東:部族、トライブという言葉は、実は、イギリスの文化研究(カルチュラル・スタディーズ)から借りてきたものなんで、別の言葉で呼んでもいいと思いますけど。ただ、トライブという比喩も結構いいと思うんですよ。というのも、イギリスで「トライブ」と言われたのは、まずパンクやドレッドヘアだったらしいんです。彼らは単に音楽の趣味が一致しているというだけではなく、外見や居場所でも、自分たちの集団性を表現していた。それに相当するのは、やっぱり日本ではオタクなのかな、と。だって一時期のオタクというのは、それこそTVやマンガでよく戯画化されていたみたいに、一目見て「あああの人はオタクだ」と分かるような独特のファッションを持っていたわけじゃない。それに、東京だったらたとえば中央線と西武池袋線の沿線に多く住んでいて、繁華街では秋葉原に集まっている、みたいな場所の好みもはっきりしてますよね。コミケはお祭りだし。そう考えると、オタクはすごく部族性が高い(笑)。

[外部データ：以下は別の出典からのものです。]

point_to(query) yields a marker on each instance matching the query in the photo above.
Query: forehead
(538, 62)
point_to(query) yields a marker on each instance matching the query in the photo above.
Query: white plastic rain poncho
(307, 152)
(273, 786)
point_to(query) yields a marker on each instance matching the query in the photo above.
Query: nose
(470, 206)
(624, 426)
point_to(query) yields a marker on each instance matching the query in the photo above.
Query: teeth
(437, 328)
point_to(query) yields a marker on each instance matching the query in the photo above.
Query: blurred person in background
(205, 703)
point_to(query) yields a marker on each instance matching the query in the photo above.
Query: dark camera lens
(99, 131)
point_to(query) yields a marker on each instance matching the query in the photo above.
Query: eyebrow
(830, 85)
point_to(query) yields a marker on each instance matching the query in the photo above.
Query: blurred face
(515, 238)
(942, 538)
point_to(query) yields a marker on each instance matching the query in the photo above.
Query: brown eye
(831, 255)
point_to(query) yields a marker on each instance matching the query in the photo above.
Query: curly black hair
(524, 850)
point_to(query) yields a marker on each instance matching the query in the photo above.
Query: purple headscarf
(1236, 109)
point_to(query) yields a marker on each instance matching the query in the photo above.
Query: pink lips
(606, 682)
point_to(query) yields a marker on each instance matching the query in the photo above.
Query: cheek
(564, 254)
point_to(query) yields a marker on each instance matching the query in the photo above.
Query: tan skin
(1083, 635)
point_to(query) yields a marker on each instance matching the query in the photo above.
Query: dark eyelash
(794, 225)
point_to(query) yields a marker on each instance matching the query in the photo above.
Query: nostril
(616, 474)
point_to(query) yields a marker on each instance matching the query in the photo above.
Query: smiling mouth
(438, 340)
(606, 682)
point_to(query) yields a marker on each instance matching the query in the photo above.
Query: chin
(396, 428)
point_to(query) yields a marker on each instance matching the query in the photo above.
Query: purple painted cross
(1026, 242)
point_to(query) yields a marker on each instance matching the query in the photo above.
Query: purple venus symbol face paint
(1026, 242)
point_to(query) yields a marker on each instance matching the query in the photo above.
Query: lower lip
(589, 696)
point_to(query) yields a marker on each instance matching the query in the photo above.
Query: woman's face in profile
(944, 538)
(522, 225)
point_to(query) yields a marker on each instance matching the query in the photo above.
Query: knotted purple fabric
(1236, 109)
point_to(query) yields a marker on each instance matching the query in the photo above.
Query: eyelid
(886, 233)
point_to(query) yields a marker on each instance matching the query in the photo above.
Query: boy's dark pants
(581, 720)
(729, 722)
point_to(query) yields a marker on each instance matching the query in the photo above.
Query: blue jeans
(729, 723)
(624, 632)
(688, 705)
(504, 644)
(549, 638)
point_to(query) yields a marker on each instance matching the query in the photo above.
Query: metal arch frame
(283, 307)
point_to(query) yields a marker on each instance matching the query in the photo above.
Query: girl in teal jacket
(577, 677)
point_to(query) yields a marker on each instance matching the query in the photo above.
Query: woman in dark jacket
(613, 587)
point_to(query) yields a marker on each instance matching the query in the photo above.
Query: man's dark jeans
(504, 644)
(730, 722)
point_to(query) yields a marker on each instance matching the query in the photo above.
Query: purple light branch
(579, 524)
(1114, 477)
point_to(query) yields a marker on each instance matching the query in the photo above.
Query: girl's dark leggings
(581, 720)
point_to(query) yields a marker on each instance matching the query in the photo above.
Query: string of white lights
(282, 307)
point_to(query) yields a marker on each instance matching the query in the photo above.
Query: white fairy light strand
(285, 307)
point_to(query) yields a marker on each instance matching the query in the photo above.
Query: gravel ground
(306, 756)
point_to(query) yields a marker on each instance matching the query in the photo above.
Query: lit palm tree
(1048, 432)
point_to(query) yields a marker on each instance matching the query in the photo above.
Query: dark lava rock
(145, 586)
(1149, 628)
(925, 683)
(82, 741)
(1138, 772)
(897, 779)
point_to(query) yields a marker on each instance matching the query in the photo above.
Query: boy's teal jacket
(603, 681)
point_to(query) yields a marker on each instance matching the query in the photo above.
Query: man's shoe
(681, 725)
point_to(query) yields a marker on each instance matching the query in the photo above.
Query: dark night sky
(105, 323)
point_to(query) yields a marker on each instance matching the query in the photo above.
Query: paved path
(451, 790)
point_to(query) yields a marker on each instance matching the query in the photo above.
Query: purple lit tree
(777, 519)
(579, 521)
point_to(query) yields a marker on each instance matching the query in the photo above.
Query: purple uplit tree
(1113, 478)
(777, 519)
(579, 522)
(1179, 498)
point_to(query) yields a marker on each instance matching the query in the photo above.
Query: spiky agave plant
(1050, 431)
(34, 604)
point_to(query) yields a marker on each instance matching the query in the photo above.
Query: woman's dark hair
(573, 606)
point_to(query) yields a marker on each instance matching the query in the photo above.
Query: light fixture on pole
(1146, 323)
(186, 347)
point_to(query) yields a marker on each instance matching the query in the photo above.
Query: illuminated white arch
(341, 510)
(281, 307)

内部だけで独特の価値観で動いて、それも伝統芸能みたいなものでしょう。

ただ、そういうトライブは固定されたものじゃないですね。どんどん変わっていく。東京にいると、特にその変遷がよく分かりますよね。たとえば僕は、小学校の頃に塾が渋谷にあって、中学・高校は池尻、大学もつい最近まで駒場だったから、渋谷周辺には20年近く付き合いがあるんだけど、あそこは優勢なトライブがどんどん変わる街なんですよ。僕の記憶では、80年代半ばには青山系・DCブランド系だったのが、途中からストリート系になって、90年代にはコギャル系が台頭してきて、複数のトライブが錯綜して来た。そしていつのまにか、ユーロスペースの下にアニメイトが出来てたりして、異なるトライブ同士が妙に住み分けているような様子もある。こういう力関係は、ハイカルチャーとサブカルチャーを対立させているとなかなか見えにくいし、活字メディアには乗りにくいんだけど、実はすごく大事ですよね。